The map at the Community Board 2 profile page on New York City's official website has "SOHO" written near Broadway in the space roughly equidistant between Houston Street and Canal Street.[18][19]
In the 1990s, real estate agents began giving an adjacent neighborhood below West Houston Street various appellations, with no general agreement on whether it should be called (or included as part of) West SoHo, Hudson Square or the South Village.[20] The AIA Guide calls that neighborhood "An intersection of brick and glass, searching for an identity", and refers to the western section of it as "The Glass Box District".[21] Unlike Hudson Square, the South Village has traditionally appeared on maps of Community District 2, centered near the intersection of Houston Street and Avenue of the Americas.[22] The more recent map of Community District 2 contains both the South Village and Hudson Square, with the latter written in the area below Houston Street, between Hudson Street and the Hudson River.[19]
Historic District
The SoHo–Cast Iron Historic District is contained within the zoned SoHo neighborhood. Originally ending in the west at the eastern side of West Broadway and to the east at the western side of Crosby Street, the SoHo–Cast Iron Historic District was expanded in 2010 to cover most of West Broadway and to extend east to Lafayette and Centre Streets. The boundary lines are not straight, and some block-fronts on West Broadway and Lafayette are excluded from the District.[23][24]
History
Early years
During the colonial period, the land that is now SoHo was part of a grant of farmland given to freed slaves of the Dutch West Indies Company, and the site of the first free Black settlement on Manhattan island.[25] This land was acquired in the 1660s by Augustine Hermann, and then passed to his brother-in-law, Nicholas Bayard.[25] The estate was confiscated by the state as a result of Bayard's part in Leisler's Rebellion, but was returned to him after the sentence was annulled.[26]

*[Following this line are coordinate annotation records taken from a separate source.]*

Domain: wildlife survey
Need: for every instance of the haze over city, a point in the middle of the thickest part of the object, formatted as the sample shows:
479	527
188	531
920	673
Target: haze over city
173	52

In the 18th century natural barriers – streams and hills – impeded the growth of the city northward into the Bayard estate, and the area maintained its rural character.[26] During the American Revolution, the area was the location of numerous fortifications, redoubts and breastworks.[26] After the war, Bayard, who had suffered financially because of it, was forced to mortgage some of the property, which was divided up into lots, but even then there was very little development in the area, aside from some manufacturing at Broadway and Canal Street.[26]

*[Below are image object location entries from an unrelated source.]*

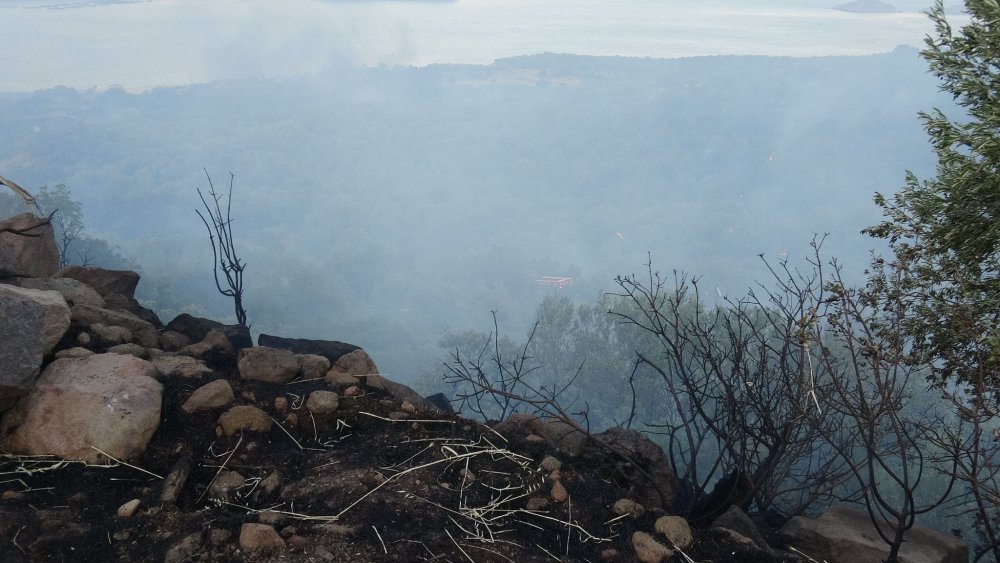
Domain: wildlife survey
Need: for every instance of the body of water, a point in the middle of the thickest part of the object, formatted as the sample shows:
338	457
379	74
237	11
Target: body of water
139	45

Serious development of the area did not begin until the Common Council, answering the complaints of landowners in the area, drained the Collect Pond, which had once been an important source of fresh water for the island, but which had become polluted and rank and a breeding ground for mosquitoes. A canal was built to drain the pond into the Hudson, and the canal and pond were both later filled in using earth from nearby Bayard's Hill.[26] Once Broadway was paved and sidewalks were built there and along Canal Street, more people began to make their homes there, joining earlier arrivals such as James Fenimore Cooper.[26]
Commerce, entertainment, and decline
By the mid-19th century, the early Federal- and Greek Revival-style homes were replaced by more-solid structures of masonry and cast iron, and along Broadway, large marble-skinned commercial establishments began to open, such as Lord & Taylor, Arnold Constable & Company and Tiffany & Company, as well as grand hotels such as the St. Nicholas and the Metropolitan.[27] Theatres followed in their wake, and Broadway between Canal and Houston Streets became a lively theater and shopping district and the entertainment center of New York;[27] as usual with such areas, it was home to many brothels as well,[28] and the side streets off of Broadway became the city's red-light district.[27] As this change in character drove out the middle-class, their place was taken by small manufacturing concerns, including cabinet-makers and the lumberyards that supplied them, brass and copper firms, makers of china and glassware, locksmiths, snuff manufacturers and book publishers.[29]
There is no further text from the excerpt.